Black Face / Art Or Erasure
by Emerson Amaya
Arizona State University
Emerson is a poet and first-generation Latina writer currently studying Creative Writing with a focus in poetry. Their work explores memory, family, and the intersections of joy and loss, often through visceral imagery and a tender attention to language. Rooted in personal history and cultural inheritance, their poems seek to both remember and release. Emerson is drawn to the small, ordinary moments that echo larger truths. They write to make sense of what was, and what still lingers.
BLACK FACE / ART OR ERASURE
The conversation starts in class,
a room filled with forced readings,
with voices tangled in Shakespeare’s lines.
We talk about Othello, the tragedy, the moor,
the weight of his skin, the way he is seen,
how a black actor takes the role
and how a white actor takes the role.
And then it comes—
Black face.
Someone hesitates before saying it.
Someone else shifts in their seat.
The professor waits, her eyes steady,
a Black woman watching
as we struggle to name what is wrong.
David Harewood, a Black man,
once said a white actor
should be allowed to perform Othello
in black face
if art demands it.
But who decides what art demands?
Who gets to say that history
can be worn like a costume,
that the pain of one
is the expression of another?
If it is only art,
why is it never the Black actor
asked to play Hamlet in pale paint,
or Lear with powdered skin?
Why does the transformation
only ever go one way?
What is art
if it requires the erasure of the living
to resurrect the imagined?
I think of my brothers,
one just old enough to vote,
the other about to graduate,
my sister still young enough
to believe the world listens.
If they saw a man paint himself
to resemble them,
would they call it art?
Would they recognize themselves
in the imitation,
or only in the absence of dignity?
The professor lets us sit in silence.
Then she asks—
Is Othello ours to reclaim,
or was he never ours to begin with?
Is his Blackness a role to slip on and off,
or is it the thing that makes the tragedy real?

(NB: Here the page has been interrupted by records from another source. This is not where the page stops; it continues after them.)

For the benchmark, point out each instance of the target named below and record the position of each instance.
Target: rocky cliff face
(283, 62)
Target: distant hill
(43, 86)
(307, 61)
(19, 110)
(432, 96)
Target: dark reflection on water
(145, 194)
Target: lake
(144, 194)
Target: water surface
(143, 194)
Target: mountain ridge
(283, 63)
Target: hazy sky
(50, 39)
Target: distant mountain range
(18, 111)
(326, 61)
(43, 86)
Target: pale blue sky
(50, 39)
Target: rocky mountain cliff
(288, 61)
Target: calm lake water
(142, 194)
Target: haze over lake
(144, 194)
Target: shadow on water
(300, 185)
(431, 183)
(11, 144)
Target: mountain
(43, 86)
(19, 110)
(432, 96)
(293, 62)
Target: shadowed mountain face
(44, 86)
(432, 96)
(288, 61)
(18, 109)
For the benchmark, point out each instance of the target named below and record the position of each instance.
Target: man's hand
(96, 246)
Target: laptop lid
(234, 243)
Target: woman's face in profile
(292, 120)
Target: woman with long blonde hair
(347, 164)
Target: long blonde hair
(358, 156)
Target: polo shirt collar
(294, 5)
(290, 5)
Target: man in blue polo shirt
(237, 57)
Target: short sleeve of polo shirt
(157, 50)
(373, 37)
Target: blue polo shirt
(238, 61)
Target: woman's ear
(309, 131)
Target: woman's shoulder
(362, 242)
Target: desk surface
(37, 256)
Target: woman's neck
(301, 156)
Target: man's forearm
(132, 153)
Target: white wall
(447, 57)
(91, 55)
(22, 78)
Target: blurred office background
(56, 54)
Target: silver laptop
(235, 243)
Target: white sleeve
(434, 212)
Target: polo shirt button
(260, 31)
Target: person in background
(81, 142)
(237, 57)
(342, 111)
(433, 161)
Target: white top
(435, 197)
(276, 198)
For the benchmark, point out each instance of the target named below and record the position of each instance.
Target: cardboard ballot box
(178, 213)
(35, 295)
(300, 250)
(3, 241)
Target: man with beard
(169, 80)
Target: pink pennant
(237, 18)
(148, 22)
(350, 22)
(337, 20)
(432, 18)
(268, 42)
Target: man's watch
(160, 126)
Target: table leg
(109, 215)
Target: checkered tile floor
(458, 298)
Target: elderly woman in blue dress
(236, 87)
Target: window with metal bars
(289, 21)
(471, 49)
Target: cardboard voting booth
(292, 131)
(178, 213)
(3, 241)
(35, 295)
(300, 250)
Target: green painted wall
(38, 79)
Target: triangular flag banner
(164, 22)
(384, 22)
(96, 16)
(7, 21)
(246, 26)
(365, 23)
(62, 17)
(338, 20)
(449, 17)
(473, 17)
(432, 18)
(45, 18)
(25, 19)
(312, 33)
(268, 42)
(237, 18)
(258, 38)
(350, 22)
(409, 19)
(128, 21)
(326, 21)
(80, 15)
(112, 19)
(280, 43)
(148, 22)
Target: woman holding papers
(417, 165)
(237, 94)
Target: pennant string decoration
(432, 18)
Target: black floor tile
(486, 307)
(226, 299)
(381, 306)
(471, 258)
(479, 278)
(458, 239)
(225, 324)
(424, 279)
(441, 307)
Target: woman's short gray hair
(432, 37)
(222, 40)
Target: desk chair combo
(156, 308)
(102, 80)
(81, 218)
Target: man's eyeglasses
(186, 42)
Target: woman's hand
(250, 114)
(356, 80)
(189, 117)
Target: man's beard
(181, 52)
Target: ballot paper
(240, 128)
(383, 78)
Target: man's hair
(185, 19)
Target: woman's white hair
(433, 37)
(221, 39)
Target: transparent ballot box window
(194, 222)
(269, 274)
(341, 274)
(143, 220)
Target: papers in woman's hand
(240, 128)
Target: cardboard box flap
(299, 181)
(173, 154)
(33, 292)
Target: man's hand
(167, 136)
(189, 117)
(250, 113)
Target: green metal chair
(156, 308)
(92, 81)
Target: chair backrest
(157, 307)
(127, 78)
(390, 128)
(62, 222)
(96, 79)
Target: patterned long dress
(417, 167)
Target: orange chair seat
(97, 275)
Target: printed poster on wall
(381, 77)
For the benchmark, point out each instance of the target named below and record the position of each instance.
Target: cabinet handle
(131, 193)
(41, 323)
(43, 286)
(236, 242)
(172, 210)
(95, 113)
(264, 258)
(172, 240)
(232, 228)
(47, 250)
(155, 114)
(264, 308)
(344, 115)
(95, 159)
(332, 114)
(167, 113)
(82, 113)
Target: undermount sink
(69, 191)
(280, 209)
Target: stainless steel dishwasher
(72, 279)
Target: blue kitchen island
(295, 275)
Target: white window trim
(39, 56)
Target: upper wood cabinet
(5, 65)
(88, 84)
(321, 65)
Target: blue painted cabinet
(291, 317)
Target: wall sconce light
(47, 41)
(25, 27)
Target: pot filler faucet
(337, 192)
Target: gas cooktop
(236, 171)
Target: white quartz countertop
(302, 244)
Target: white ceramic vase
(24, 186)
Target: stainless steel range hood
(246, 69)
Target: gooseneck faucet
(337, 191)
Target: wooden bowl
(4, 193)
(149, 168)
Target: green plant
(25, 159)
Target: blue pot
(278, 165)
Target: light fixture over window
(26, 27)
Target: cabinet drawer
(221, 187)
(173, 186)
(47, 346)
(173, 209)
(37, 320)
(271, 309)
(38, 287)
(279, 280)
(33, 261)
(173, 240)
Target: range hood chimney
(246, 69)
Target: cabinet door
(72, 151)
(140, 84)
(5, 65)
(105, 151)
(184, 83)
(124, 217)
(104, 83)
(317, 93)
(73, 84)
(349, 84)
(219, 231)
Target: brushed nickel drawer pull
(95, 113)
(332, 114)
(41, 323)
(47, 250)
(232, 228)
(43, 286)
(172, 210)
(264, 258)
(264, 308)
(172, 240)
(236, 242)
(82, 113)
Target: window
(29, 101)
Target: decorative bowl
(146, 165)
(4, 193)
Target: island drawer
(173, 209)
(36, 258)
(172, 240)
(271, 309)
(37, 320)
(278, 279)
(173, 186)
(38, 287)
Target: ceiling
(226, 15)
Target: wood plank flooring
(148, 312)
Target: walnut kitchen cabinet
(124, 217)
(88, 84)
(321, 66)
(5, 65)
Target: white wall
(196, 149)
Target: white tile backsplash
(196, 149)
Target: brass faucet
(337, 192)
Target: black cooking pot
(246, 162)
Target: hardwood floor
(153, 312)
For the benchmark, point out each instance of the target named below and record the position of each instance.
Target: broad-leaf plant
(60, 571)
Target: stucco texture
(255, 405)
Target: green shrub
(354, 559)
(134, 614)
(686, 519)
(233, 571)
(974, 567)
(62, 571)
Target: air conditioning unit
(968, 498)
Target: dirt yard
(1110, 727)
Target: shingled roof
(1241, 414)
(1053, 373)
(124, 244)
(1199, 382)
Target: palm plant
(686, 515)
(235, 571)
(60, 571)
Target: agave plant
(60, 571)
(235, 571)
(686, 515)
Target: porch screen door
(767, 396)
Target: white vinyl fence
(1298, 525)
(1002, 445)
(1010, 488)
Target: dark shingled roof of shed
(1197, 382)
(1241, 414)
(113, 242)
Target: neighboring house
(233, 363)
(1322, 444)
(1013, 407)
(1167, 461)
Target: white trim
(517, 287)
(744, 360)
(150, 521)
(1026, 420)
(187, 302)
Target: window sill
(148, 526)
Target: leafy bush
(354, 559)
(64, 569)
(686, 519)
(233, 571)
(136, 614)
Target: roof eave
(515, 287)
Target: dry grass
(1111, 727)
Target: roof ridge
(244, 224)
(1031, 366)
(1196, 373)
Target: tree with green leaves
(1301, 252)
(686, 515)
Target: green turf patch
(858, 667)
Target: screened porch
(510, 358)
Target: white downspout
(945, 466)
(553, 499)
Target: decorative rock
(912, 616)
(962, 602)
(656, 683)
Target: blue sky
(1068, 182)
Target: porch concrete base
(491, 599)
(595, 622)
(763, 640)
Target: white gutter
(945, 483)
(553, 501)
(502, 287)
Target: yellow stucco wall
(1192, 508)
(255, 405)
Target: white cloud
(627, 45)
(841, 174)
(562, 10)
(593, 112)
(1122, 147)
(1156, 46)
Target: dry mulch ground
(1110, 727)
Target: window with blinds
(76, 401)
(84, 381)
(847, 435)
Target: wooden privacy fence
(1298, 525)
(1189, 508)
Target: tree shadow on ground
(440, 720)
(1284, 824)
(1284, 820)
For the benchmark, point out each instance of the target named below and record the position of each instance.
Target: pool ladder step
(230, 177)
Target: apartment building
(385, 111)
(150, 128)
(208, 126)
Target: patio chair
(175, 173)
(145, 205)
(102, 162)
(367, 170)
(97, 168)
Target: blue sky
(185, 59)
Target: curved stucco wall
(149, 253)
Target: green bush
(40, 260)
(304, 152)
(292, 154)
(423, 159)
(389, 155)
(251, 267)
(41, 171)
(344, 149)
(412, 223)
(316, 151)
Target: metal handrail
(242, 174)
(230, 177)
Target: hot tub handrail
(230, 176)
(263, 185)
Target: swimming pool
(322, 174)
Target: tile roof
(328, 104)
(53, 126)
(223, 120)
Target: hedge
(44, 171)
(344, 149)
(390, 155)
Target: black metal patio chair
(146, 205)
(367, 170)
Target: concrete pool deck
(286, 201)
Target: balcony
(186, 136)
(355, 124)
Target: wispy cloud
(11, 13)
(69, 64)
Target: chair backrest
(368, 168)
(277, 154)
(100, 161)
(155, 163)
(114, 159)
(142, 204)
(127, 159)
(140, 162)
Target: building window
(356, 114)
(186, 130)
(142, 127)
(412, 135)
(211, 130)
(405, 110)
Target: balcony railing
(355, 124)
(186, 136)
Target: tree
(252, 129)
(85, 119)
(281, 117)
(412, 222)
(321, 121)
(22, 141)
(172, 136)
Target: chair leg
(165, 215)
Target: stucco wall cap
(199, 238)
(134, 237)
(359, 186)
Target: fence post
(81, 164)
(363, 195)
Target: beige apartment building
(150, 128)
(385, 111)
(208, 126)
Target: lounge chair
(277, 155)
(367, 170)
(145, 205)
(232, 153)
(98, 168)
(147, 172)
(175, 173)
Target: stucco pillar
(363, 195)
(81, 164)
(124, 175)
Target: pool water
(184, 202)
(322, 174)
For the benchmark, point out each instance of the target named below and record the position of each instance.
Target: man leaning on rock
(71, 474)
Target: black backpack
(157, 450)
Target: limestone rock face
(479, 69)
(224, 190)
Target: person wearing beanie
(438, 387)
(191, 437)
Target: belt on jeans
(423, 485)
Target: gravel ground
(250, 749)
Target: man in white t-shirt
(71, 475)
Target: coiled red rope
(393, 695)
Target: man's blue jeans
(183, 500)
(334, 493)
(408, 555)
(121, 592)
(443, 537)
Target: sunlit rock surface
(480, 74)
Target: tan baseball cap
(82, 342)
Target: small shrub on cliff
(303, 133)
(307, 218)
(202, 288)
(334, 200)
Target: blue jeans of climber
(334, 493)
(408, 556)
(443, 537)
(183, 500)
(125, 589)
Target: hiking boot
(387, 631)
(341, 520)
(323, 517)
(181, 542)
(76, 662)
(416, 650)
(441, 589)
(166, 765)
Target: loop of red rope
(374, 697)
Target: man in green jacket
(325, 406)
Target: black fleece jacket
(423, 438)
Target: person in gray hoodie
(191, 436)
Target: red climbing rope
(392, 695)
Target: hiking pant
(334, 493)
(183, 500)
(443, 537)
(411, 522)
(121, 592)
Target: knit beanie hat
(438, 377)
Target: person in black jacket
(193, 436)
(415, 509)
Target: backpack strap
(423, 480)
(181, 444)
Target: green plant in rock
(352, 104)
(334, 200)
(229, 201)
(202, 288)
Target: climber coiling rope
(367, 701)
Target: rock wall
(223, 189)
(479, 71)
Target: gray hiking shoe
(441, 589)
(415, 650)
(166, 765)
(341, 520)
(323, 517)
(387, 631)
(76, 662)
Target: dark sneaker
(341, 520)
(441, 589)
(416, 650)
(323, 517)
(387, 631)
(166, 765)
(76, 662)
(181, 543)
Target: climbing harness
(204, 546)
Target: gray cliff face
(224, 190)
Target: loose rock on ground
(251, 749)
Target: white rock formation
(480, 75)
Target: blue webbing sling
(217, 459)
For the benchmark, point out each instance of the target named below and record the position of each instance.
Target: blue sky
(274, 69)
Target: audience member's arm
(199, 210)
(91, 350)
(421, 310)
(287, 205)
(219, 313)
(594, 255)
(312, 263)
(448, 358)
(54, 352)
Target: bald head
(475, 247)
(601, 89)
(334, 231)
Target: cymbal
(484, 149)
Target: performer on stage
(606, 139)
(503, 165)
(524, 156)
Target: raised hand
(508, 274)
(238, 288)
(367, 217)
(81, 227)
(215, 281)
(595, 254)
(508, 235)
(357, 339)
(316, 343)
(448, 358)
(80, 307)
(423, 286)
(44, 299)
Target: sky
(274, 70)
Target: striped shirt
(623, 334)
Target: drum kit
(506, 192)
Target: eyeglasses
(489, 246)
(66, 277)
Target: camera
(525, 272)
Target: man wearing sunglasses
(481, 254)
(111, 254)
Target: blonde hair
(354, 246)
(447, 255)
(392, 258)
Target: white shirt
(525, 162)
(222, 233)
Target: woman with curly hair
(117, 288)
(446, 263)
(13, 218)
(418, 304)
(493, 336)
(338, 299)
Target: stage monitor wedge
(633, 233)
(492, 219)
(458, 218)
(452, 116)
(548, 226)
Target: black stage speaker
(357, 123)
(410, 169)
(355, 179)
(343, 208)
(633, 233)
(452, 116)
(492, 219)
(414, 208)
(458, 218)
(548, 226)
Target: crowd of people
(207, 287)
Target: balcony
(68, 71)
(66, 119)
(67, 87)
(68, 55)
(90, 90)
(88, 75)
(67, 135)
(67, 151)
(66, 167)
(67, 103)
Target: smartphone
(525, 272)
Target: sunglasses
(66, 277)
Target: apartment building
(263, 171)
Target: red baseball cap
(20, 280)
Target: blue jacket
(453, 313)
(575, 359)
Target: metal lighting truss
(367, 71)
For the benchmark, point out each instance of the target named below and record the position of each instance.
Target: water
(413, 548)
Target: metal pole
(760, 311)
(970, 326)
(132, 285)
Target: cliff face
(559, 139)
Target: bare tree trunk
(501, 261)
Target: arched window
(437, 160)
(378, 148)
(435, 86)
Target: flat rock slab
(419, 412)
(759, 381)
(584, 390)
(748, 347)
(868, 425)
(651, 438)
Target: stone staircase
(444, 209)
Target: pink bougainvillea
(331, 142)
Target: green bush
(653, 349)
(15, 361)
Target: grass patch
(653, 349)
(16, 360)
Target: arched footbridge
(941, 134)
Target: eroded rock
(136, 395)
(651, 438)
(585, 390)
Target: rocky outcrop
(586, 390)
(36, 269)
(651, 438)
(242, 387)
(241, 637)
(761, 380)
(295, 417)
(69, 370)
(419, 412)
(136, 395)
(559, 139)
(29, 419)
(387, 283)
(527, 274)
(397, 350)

A play written by a white man,
performed for white men,
but still held up as something
we are supposed to claim as art.
Is it art?
Is it ART?
Is IT ART?
IS IT ART?
And if it is,
then what is left of us?
The class exhales.
No one answers.
Interview with the Author
What pieces inspired you to start writing poetry?
One of the pieces that inspired me to start writing poetry was Root Fractures by Diano Khoi Nguyen. I remember being struck by how Nguyen uses fragmentation and visual form to mirror emotional rupture—how grief could live not just in what was said, but in what was left unsaid or erased. His poems gave me permission to approach memory and identity not as fixed things, but as things that could be excavated, rearranged, even mourned through language. Reading Root Fractures was the first time I felt like poetry could hold silence and absence as powerfully as sound—and that realization changed everything for me.
What theme do you find yourself constantly writing about in your works?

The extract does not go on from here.